All the tasks and requirements are previously agreed upon in the contract with the subcontractor usually charging a flat hourly rate or lump sum as payment for their services.
Subcontracting is mostly used in large-scale industries such as construction. The contractor of a building project may hire subcontractors specializing in electrical wirings, plumbing, dry wall, cooling and ventilation, and more.
Outside the construction industry, event planners also engage in subcontracting as needed or when they have booked a client. Some of the roles they subcontract include cooks, waiters, entertainers, and bartenders.
People hired to do these specialized tasks can work independently with very minimal supervision, which could very well work for any company.
The one big drawback in subcontracting is the control over the quality of work, as the people doing the tasks would not have the same training and culture as the company’s employees.
Which one is right for you?
Outsourcing is not only a flexible option for businesses to save on operating expenses but also a great way to gain access to a highly skilled and experienced talent pool.
Having mundane, time-consuming jobs outsourced can also free up core staff and allow them to focus on more important tasks, improving efficiency as well as employee morale.
And while the company may lose some control over how certain projects are managed, this can be mitigated by simply maintaining clear lines of communication and responsibilities between parties.
On the other hand, for large-scale projects that require some degree of specialization, subcontracting may be the better choice.
Compared to hiring and training new employees, subcontractors can work almost immediately for a fraction of the resources needed even when compared to regular outsourcing.
Companies may also find the fixed payments and the contractual nature of subcontractors more preferable as it provides a more definite timeline on when the end product will be delivered.
It should be noted, however, that in case the contract is extended, paying a flat rate for subcontractors may be more expensive in the long term than hiring a full-time employee.

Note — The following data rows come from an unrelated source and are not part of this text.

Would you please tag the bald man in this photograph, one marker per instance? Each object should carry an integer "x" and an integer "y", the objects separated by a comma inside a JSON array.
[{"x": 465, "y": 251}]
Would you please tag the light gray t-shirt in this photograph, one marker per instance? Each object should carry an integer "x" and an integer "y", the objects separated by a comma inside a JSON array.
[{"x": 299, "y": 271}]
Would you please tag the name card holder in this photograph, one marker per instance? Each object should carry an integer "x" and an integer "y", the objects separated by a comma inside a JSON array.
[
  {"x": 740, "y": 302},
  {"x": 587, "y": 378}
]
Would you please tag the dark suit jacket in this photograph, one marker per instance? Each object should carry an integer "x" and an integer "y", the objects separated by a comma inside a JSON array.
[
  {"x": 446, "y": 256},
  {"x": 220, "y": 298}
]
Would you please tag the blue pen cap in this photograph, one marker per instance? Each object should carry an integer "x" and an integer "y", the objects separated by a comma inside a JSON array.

Both outsourcing and subcontracting have made countless businesses worldwide become increasingly efficient at what they do.

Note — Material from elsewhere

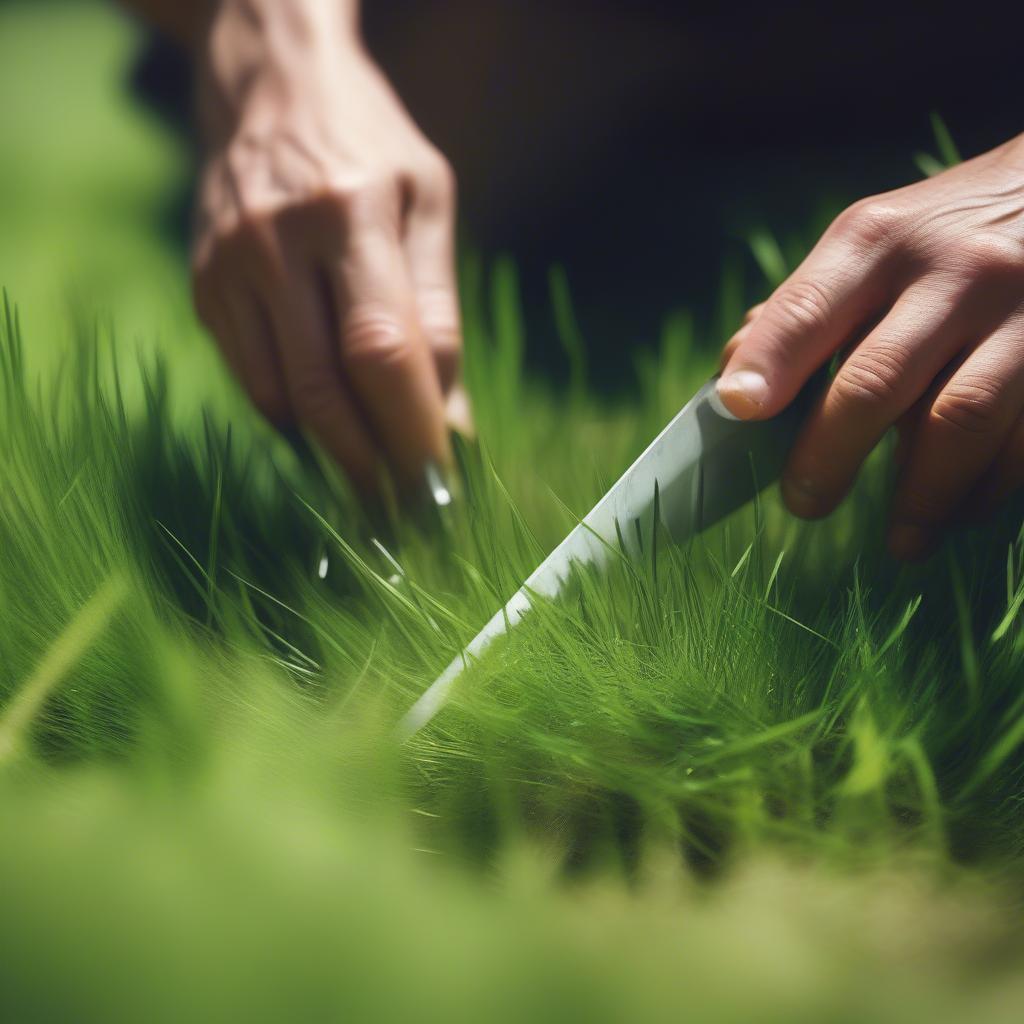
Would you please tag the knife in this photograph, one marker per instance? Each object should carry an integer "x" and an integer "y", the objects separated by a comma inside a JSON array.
[{"x": 704, "y": 465}]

Knowing which one is suitable for your business depends on various factors such as the scale of your projects, the type of tasks you need to offload, and how much control you want to retain over it.
Discussing these with your outsourcing provider can also help you determine what type of service your business needs and identify stumbling blocks in the process.
In fact, you may be surprised to learn that there are many outsourcing providers today that can also offer highly specialized skills in very flexible terms.
You can usually find these providers in countries with a very mature outsourcing market and deep talent pools, like the Philippines.
Having a partner that offers specialized talent and flexibility can be useful when you are looking for both long-term outsourcing and project-based solutions that require very specific skills.
In the end, identifying the right business solution is a matter of listing down your pain points, determining specific goals and timelines, and finding the right provider.